The story that emerges from Gray's poems and letters is thus "a double narrative of interlocking 'personal histories': (1) his heroic engagement with the reigning power of Milton's achievement and with his precedential model for a literary career, both fueling Gray's drive toward the status of Poet in his own right, not of mere Miltonic imitator; and (2) his equally heroic struggle to come to terms with his own sexuality, with his love for West, with his all-absorbing grief at West's early death, and finally with his late-life love of, and abandonment by, Bonstetten" (7).
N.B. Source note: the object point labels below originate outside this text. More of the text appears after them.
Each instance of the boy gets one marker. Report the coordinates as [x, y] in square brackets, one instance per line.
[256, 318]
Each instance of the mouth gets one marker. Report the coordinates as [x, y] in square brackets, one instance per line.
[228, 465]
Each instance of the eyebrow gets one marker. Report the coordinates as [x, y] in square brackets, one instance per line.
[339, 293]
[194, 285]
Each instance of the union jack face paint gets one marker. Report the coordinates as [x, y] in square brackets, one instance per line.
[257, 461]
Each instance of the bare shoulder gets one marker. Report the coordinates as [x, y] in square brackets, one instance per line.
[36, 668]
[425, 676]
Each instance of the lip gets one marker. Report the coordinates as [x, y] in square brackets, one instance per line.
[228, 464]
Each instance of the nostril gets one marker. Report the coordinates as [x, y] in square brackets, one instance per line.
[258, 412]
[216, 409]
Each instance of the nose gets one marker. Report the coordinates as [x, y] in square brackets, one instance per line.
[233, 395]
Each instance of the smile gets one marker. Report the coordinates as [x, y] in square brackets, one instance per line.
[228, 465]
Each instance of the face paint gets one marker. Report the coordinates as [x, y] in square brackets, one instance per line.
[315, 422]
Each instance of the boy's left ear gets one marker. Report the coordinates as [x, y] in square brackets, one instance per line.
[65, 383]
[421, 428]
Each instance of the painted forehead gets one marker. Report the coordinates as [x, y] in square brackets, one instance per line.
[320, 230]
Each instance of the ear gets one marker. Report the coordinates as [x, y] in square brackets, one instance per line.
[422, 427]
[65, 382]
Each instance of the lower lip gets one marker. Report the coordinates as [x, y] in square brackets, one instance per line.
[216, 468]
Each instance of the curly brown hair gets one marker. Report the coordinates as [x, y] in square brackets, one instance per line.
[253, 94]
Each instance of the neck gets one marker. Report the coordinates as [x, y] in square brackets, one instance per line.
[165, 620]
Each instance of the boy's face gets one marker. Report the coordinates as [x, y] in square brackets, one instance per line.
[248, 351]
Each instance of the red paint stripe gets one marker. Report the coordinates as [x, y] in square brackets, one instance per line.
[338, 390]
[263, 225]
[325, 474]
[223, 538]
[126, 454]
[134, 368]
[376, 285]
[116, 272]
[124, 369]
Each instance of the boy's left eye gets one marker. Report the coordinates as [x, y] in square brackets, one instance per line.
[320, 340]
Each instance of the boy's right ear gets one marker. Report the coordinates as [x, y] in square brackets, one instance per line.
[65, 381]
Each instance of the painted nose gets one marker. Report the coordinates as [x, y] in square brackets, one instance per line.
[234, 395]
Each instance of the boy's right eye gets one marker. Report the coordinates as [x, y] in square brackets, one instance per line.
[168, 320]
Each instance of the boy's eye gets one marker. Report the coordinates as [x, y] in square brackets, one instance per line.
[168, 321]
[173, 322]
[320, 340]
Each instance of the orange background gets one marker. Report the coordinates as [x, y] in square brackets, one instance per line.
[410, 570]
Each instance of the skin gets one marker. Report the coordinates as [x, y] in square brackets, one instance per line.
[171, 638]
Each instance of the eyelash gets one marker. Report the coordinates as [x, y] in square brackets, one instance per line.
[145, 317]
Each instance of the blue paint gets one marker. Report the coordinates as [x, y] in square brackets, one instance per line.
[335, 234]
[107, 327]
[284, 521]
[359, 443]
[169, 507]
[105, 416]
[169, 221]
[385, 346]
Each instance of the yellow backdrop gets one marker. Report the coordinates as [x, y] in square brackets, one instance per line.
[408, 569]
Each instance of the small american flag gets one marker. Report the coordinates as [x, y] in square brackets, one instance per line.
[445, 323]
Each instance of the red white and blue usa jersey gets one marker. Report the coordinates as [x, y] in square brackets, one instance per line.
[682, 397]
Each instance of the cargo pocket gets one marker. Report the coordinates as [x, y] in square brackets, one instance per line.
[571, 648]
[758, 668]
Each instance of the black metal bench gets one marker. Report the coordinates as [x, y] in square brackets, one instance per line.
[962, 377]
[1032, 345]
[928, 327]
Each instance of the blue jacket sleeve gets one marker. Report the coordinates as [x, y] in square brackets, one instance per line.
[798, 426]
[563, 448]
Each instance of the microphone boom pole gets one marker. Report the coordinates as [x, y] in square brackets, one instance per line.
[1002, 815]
Following the introduction, the book accordingly sets out "The Miltonic Background," as Chapter 2 is called, followed by two chapters on Gray's relationship with West, their correspondence, and the meaning of the Quadruple Alliance during and after the edenic Eton days: "Gray, West, and Epistolary Encoding" and "Gray, West, Walpole, and the Letters." Having set up this dual structure, Gleckner then in four consecutive chapters ("The Poems" I, II, III, and IV) takes the reader through Gray's career as it is constituted by the ways in which Gray's two personal narratives "interlock, intersect, interanimate with, even at times serve as surrogates (or metonymies) for, each other" (8).